No one noticed the unmarked black helicopter at the helipad, or the three passengers walking across the tarmac. That was as it should be.

Adrian carried her bags as Beatrix helped Iris up into the helicopter. The teenager's movements were listless. Sullen. Not surprising.

"Where to?" the pilot asked, as Adrian climbed in after the two women.

"I don't give a shit," Adrian said. "Just get us to the closest Foundation site as fast as you can."

"Yellowstone, then," the pilot said. "Be a couple of hours."

"Whatever. If you need me, I'll be in the back."

Adrian left the cockpit and took his seat in the helicopter's cargo area. Iris was curled up in her seat, hugging her knees. She gave him an angry glare as the rotors silently spun up.

"She hates your guts, you know." Beats sat down next to Adrian as the vehicle lifted off.

"So long as she's alive, she can hate all my guts, from my pancreas all the way to my colon."

"Aren't you going to talk to her?"

"Won't do any good. She hates me. You talk to her."

"Why do I have to be the one who counsels the angry rebellious teenage girl?" Beatrix grumbled. "You're the trained psychologist."

"Yeah, but you're the woman. Aren't women supposed to be, like, you know, naturally nurturing and shit?"

Beats punched him in the arm, hard. "Asshole. Just for that, you can do all the paperwork on this one." She walked to the other side of the cabin to sit next to Iris, who pulled away and pressed up against the cabin's window.

Adrian sighed and pulled a small red notebook from his pocket. He uncapped his pen and began to write.

Retrieval Mission a success. I'm listing it as, "Recovered under pain of death from SCP-173." That'll sound good on the report…


"Agent Andrews?"

Adrian awoke from his nap, bleary-eyed and sore from sleeping sitting up and buckled into his seat. "Andrews," he said into the intercom. "Go."

"You asked me to let you know when we're ten minutes out so you could call Yellowstone Mountain? Well… we're ten minutes out."

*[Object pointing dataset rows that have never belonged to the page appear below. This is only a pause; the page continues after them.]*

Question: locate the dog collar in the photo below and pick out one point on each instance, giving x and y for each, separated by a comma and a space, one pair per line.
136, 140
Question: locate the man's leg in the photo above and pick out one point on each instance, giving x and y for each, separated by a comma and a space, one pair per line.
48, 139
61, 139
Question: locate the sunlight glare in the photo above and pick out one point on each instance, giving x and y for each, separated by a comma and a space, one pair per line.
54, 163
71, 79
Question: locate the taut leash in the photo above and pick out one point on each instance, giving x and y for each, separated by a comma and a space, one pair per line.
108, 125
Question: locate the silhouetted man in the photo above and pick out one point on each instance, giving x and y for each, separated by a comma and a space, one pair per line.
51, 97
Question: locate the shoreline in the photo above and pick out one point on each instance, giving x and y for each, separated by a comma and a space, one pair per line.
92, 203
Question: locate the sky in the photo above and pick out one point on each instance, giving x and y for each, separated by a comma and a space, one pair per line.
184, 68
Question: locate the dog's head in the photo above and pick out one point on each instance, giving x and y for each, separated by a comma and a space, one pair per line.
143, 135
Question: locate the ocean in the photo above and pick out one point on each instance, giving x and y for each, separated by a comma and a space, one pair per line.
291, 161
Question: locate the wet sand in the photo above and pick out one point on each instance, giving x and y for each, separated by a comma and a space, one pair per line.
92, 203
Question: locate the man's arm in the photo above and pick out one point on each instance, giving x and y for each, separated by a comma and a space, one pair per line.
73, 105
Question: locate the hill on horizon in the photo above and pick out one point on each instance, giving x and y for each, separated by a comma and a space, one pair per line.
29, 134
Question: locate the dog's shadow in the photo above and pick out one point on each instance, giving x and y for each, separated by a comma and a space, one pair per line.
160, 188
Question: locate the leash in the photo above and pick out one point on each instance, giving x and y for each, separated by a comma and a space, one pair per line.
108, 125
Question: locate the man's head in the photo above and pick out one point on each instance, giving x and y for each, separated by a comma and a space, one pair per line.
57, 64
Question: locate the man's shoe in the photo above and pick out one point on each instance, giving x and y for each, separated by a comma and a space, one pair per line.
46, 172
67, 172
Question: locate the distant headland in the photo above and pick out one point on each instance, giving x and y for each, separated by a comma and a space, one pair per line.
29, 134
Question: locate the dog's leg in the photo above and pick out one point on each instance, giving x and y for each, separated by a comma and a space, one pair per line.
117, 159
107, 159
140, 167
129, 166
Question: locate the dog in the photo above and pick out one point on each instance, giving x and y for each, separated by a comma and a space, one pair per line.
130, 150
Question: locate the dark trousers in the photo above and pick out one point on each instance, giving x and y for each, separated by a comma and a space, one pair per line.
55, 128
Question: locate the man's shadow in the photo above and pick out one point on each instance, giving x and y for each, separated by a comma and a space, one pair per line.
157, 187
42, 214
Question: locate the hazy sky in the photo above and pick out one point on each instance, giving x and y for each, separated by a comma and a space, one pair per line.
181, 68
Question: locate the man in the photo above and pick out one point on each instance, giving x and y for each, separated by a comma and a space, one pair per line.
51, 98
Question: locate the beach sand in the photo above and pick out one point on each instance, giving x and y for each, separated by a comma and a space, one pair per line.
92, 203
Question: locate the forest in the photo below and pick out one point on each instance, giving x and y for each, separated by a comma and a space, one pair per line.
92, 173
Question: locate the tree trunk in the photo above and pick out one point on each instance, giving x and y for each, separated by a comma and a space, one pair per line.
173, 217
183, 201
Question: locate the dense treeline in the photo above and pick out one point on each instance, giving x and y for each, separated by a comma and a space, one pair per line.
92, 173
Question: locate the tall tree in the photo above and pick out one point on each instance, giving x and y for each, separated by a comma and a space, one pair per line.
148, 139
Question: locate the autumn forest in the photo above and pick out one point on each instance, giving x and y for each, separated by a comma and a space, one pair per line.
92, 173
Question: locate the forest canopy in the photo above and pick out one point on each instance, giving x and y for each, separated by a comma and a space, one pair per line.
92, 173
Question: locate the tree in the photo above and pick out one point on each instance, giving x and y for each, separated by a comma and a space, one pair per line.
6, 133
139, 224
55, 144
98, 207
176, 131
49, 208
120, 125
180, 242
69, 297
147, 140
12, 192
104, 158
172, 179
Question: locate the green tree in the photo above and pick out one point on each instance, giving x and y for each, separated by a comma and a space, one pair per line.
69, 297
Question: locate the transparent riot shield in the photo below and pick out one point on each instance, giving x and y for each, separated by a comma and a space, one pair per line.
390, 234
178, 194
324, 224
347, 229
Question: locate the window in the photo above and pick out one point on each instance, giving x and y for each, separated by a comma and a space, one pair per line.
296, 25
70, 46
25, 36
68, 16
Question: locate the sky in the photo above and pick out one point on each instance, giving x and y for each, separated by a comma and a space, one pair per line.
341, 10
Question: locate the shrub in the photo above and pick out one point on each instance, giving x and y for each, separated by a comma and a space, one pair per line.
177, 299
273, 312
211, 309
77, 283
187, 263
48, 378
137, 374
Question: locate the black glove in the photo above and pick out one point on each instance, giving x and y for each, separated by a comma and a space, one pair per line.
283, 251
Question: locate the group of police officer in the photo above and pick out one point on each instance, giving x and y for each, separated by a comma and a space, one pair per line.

"Yeah, sure," Adrian said. "Wait one, I'll come up to the cockpit."

He unbuckled his harness and made his way to the front of the helicopter. "You got an extra headset?"

"Sure," the pilot said. "Crew chief's position, over there."

"Thanks," Adrian said, picking up the headset and slipping it on over his head. "Patch me in to the site."

"Which site?" the pilot asked.

"To Site…" Adrian's brow furrowed. "I can't… I can't remember. Where are we headed, pilot?"

"I … I'm not entirely sure, sir," the pilot said, frowning. "I could have sworn…"

Adrian looked out the front window. His eyes widened. "PULL UP!" he screamed.

Ahead of them, a snow-covered mountain flickered like a poor-quality VHS tape and exploded.